As a child who grew up in the rain shadow of Washington state, my ideas of what Boston was as a place were made up entirely out of what I saw in the media. I knew about St. Patrick’s Day and the Red Sox and the Patriots. I also knew about shows made by the PBS station filmed in the Boston area such as “Zoom and Fetch!” with Ruff Ruffman. I knew that there were cream pies and accents and that there was Snowmageddon and Harvard.
Living here, the one thing that media doesn’t quite convey is how much Boston cares. Everything that is related to Boston in any way is taken extremely personally, from the entire city feeling entitled to an Academy Award when “Spotlight” won Best Picture, to NFL fans suing the League for distress over lost NFL draft picks. While Philadelphia is the “City of Brotherly Love,” Boston may be the city of “Say That About My City to My Face, Why Don’t Yah” or the city of “You Wish You Cared as Much as We Do.”
So when residents of Watertown convinced the makers of the upcoming film “Patriots Day” that they should not use the actual site where the Boston bomber was captured for their film, I honestly expected the rest of the city to heap criticism of the film, a project that seems destined to be a hackneyed mess made to capitalize on the pain and suffering of the city. Instead, the public remained silent, and the film shot pre-bombing scenes during the actual marathon this year.
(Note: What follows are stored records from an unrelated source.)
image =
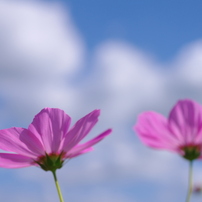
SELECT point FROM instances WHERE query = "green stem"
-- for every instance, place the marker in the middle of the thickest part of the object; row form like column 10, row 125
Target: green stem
column 57, row 186
column 190, row 181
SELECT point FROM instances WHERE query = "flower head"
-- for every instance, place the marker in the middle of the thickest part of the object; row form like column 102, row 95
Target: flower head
column 181, row 132
column 48, row 141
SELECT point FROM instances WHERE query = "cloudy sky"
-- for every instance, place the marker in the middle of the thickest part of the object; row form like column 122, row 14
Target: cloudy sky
column 122, row 57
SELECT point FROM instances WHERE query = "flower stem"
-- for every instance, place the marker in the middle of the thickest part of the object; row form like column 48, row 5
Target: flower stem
column 190, row 181
column 57, row 186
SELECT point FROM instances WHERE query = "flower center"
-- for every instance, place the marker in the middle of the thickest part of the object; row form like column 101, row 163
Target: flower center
column 191, row 152
column 50, row 162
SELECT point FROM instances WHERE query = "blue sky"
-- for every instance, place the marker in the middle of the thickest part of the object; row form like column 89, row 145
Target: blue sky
column 158, row 27
column 122, row 57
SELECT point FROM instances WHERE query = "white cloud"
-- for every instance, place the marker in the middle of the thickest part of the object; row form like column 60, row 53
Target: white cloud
column 42, row 51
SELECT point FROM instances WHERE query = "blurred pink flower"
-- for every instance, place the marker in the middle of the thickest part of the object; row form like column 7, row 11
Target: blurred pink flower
column 181, row 132
column 48, row 141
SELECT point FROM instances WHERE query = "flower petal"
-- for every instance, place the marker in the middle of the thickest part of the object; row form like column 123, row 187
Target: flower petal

While “Boston Strong” was a polarizing campaign, the stickers remain all over the city, a silent reminder of the shared trauma of that event. And while I’m sure that not all Boston residents think that a film this close to a tragedy is inappropriate, I’m confident that they think something about it. Instead of a reaction, there’s been a shrug of indifference, an almost-implied cosign, as if the city’s resigned itself to letting the movie happen. Or maybe that’s the city’s rebuttal to an ill-informed project: “We’re behind you, I guess.”
In either case, the living, breathing city that I’ve come to know probably won’t be in that movie. Instead, we’ll be treated to another action flick starring a white guy taking out vaguely ethnic threats. A child like me, watching the film, will take Mark Wahlberg’s face and stick it next to the picture of Tom Brady and the Green Monster and miss exactly what makes the city of Boston great.